The central government is also planning to establish 19 State Cancer Institutes (SCIs) and 20 Tertiary Care Cancer Centres (TCCCs) in order to reach out to the rural areas, the one in Rajasthan is Jhalawar Medical College & Hospital. Most of the low-income countries like India lack an organized and functional cancer care system due to financial, social, and logistical issues. Population ageing is considered as the main driver of rise in cancer incidence and mortality and catastrophic health expenditures.

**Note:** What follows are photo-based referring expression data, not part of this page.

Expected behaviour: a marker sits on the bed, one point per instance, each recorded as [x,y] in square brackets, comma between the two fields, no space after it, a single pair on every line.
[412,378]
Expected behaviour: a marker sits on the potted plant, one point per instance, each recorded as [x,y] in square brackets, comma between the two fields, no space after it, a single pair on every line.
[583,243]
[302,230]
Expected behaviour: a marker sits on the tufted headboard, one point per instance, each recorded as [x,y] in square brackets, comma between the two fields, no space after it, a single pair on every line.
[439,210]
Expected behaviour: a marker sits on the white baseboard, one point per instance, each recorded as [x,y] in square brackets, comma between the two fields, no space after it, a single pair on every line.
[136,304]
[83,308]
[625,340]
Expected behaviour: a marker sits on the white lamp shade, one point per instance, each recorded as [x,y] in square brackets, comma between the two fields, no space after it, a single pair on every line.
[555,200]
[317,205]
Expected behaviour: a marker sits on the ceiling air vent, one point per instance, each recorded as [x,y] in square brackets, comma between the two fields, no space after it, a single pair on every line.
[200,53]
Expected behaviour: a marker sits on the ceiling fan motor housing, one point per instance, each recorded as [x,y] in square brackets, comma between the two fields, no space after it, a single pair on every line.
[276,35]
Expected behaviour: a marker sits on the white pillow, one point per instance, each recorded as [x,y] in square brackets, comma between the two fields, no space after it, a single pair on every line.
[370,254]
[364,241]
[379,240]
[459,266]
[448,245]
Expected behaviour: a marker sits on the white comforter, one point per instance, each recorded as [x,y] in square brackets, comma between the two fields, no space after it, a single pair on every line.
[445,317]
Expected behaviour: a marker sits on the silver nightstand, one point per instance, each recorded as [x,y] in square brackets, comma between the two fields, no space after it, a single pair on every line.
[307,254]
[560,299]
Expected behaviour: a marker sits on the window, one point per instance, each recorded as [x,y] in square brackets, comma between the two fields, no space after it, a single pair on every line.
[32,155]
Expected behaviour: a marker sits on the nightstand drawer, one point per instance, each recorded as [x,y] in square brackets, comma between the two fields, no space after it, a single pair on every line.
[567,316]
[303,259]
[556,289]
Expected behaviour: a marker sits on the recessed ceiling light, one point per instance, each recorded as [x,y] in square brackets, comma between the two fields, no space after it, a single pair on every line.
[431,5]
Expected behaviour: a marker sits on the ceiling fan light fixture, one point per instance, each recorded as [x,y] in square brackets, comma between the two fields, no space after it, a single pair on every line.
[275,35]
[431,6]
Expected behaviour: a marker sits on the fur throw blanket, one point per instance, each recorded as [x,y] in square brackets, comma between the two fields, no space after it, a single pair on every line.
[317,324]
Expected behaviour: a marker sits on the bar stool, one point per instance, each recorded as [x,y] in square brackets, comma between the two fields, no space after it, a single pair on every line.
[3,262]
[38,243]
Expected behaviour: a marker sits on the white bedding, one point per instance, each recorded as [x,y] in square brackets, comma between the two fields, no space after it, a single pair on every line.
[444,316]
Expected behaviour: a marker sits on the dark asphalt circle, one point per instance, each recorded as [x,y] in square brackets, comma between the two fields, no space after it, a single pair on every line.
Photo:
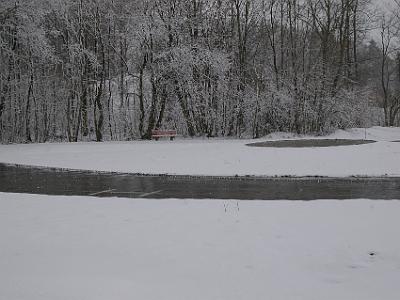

Moreover, poor awareness of cancer delays the process of timely detection and treatment. It is a fact that 1/3 rd of all cancers are curable with early diagnosis. Apart from this, it is equally important to consider the social and cultural barriers to avoid delay in diagnosis. In Rajasthan, tobacco chewing and beeda practice is more common and there is less knowledge regarding relation of tobacco and cancer. Moreover, most people have little or inappropriate knowledge regarding the disease. Awareness and educational campaigns needs to be conducted which should address the importance of cancer screening, early diagnosis and treatment, possible causes or risk factors, identification of initial symptoms.
Doapmine foundation is my initiative and we will leave no stone unturned in reducing the impact, grief and pain caused by Cancer. Doapmine foundation is also working on creating a state registry for enrolling cancer patients and collecting the relevant data that shall help the local state government in formulating policies regarding Cancer prevention and management.